Content Translation Resilience

Champollion's content translation pipeline (Markdown/MDX documents) uses a multi-layered resilience system to handle failures gracefully. Unlike key-value translation — where each batch is small and retries are cheap — content translation involves large prompts and long outputs that can fail for structural reasons, not just transient ones.

The Problem

Content translation has fundamentally different failure modes from key-value translation:

Failure Mode	Key-Value	Content
Rate limit (429)	Common, transient	Common, transient
Timeout	Rare (small batches)	Common (long output)
Empty response	Rare	Common (output limits, filters)
Output truncation	N/A (JSON validated)	Happens silently
Content filter	Extremely rare	Possible (CLI docs, security docs)
Model limitation	Retry fixes it	Retrying won't fix it

The key insight: retrying the same failing request is not redundancy, it's stubbornness. A proper resilience system identifies why something failed and changes its approach accordingly.

Architecture Overview

Layer 1: Diagnostic-First Retry

Before deciding how to retry, the system inspects the API response to understand what failed.

Finish Reason Analysis

Every LLM API returns a finish_reason alongside the generated text. Champollion uses this to make intelligent retry decisions:

`finish_reason`	Meaning	Action
`stop` + content	Model completed normally	✅ Accept result
`stop` + empty	Model generated nothing	⚠️ Retry same request (transient)
`length`	Output hit token limit	🔶 Auto-chunk the document
`content_filter`	Safety filter blocked output	🔴 Log and skip (retry won't help)
`null` / missing	Malformed response	⚠️ Retry same request (transient)

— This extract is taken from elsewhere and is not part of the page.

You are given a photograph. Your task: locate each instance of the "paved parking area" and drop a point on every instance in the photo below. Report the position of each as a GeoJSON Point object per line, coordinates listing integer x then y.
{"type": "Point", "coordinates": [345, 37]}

This replaces the current approach of treating every failure identically with backoff retries.

Retry Budget

The standard retry budget for transient failures:

Round	Attempts	Timeout	Backoff
Standard	4 (0→3)	60s	1s → 2s → 4s
Escalated	4 (0→3)	120s	1s → 2s → 4s
Total	8	—	~3.5 min worst case

Between rounds, a 10-second cool-down allows transient issues to resolve.

Layer 2: Content Chunking

When a document exceeds a size threshold — or when Layer 1 signals output truncation — the system splits the document into translation-sized chunks.

See Context Rollover for detailed chunking configuration. The key points:

Splitting Strategy

Heading boundaries — ## and ### are natural translation unit boundaries. Each section is self-contained enough for independent translation.
Paragraph fallback — if a single heading section exceeds the chunk size, split at double newlines.
Hard split — last resort for extremely long paragraphs (e.g., tables). Split at sentence boundaries.

Context Between Chunks

Each chunk receives the last 2-3 paragraphs of the previous chunk's translation as context. This prevents:

Terminology drift — the model sees what it called "tableau de bord" in the previous chunk
Pronoun resolution — antecedents from the previous section carry forward
Register consistency — the tone established in chunk 1 persists through chunk N

Auto-Chunking Triggers

Trigger	Behavior
`contentChunkSize` set in config	Always chunk docs exceeding that size
`finish_reason: "length"` returned	Auto-chunk as fallback (even without config)
Input > ~12KB (auto-detect)	Log suggestion, but don't force

Layer 3: Model Fallback Chain

When the configured model fails consistently — not transiently, but structurally — the system tries alternative models. Different models have different context windows, output limits, safety filters, and multilingual strengths.

Default Fallback Chain

champollion.config.json
{
  "contentFallbackChain": [
    "google/gemini-2.5-flash",
    "anthropic/claude-sonnet-4"
  ]
}

The configured model is always tried first. Fallback models are only used after all retry rounds (standard + escalated) are exhausted.

Why Multiple Architectures

Scenario	Primary Model Fails	Fallback Model Succeeds
Vietnamese CLI docs	Gemini returns empty	Claude handles it fine
Safety-filtered content	OpenAI blocks it	Gemini has different filter thresholds
Long structured tables	Model A truncates	Model B has larger output window

The value of fallback is architectural diversity — different model families have different failure modes. A failure that's structural for one model may be trivial for another.

Scope

Model fallback is content-only. Key-value batches are small and almost never fail structurally. Adding fallback complexity there would be over-engineering.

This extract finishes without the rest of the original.